Près de 60 % des municipalités québécoises comptant moins de 100 000 habitants n’ont pas respecté une ou plusieurs facettes de la loi lors de l’adoption de dépenses en immobilisation, l’an dernier. Une donnée « préoccupante » qui démontre qu’une « mauvaise habitude » s’installe en matière de gouvernance dans la province, selon la Commission municipale du Québec (CMQ).

« C’est toujours préoccupant quand on ne se conforme pas à des exigences légales assez simples. C’est inquiétant, dans le sens où peut-être qu’une mauvaise habitude a été prise, alors que c’est relativement simple à respecter. On trouve ça important de corriger la situation pour une saine gouvernance, pour la transparence. En bout de ligne, c’est le citoyen qui bénéficie de tout ça », avance la porte-parole de l’organisme, Isabelle Rivoal.

Dans son rapport d’audit, publié mardi, la Commission révèle que seulement 474 des 1074 municipalités québécoises visées (44 %) sont « conformes » à la loi, autrement dit qu’elles ont adopté un Programme triennal d’immobilisations (PTI) avant le 31 décembre 2020, qu’elles l’ont fait lors d’une séance exclusive, qu’elles ont diffusé un avis public et qu’elles échelonnent ce plan d’investissements sur plusieurs années.

Plus de 200 de ces municipalités (20 %) n’ont pas adopté de PTI, ou encore l’ont adopté pour « un seul exercice financier ». « Tout ça a un impact sur les budgets annuels futurs. Les PTI, ce sont des outils de planification extrêmement importants, la base de toute administration », poursuit Mme Rivoal.

Même si les chiffres sont préoccupants, la porte-parole prévient qu’il ne faut pas voir ce rapport « comme un rapport noir, mais plutôt comme un rapport qui permet de se rendre compte d’une situation, d’un enjeu ». « Je suis certaine que pas mal d’erreurs vont être corrigées rapidement », glisse-t-elle.

Un enjeu de ressources ?

Drummondville, Dorval, Bromont, Gaspé, Lavaltrie : si certaines villes plus connues du grand public sont jugées non conformes, il apparaît que la majorité des municipalités blâmées par le rapport sont beaucoup plus petites, et donc, bien souvent moins équipées pour répondre aux exigences légales.

« Il y a beaucoup de municipalités au Québec, et les processus qu’on exige d’elles, surtout lorsqu’elles sont petites, c’est trop leur demander en fin de compte », explique d’ailleurs l’enseignante et spécialiste de la gestion municipale à l’Université du Québec à Montréal (UQAM), Danielle Pilette.

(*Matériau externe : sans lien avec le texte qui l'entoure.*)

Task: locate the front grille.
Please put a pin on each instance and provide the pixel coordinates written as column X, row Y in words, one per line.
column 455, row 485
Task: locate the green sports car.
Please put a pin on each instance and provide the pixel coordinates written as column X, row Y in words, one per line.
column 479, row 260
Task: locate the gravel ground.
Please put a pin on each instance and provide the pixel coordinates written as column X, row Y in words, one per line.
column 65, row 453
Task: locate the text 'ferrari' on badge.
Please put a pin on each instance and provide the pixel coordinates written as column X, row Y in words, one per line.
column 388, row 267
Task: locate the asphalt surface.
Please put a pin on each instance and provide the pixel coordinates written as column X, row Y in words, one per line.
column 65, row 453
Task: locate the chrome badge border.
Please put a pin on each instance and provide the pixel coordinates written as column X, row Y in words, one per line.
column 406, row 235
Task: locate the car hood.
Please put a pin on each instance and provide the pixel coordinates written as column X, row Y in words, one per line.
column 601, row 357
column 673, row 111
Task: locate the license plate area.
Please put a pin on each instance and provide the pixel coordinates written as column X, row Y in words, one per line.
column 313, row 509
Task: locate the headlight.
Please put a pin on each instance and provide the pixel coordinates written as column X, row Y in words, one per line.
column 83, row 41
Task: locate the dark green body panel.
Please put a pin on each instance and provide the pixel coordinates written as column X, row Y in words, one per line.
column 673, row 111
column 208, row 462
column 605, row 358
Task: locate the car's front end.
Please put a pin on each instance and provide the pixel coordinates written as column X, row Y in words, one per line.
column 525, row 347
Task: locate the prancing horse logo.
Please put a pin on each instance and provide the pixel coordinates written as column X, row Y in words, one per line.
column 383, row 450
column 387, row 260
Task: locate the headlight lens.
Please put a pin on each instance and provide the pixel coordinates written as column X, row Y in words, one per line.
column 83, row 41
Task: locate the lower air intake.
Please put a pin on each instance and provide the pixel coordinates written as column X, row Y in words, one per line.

« La réalité, que c’est exigeant comme travail et que quand les municipales sont petites, elles ont très peu d’infrastructures. Elles ne conforment pas nécessairement aux exigences parce qu’elles n’ont pas le personnel pour faire une programmation et un suivi ensuite. Il y a une pénurie de personnel qualifié qu’on voit aussi au municipal », poursuit encore Mme Pilette.

À la CMQ, on reconnaît que les grandes villes « ont plus de moyens et des équipes habituées » à ces pratiques administratives, d’autant plus qu’elles sont « auditées assez régulièrement ».

De manière générale, les municipalités québécoises ont aussi tendance à se « concentrer davantage sur le fonctionnement que sur le futur et les immobilisations », remarque l’experte. Un récent audit démontrait d’ailleurs que seulement 43 % des municipalités ne se conformaient pas aux exigences du dépôt du budget, un exercice qui semble mieux ancré dans la province.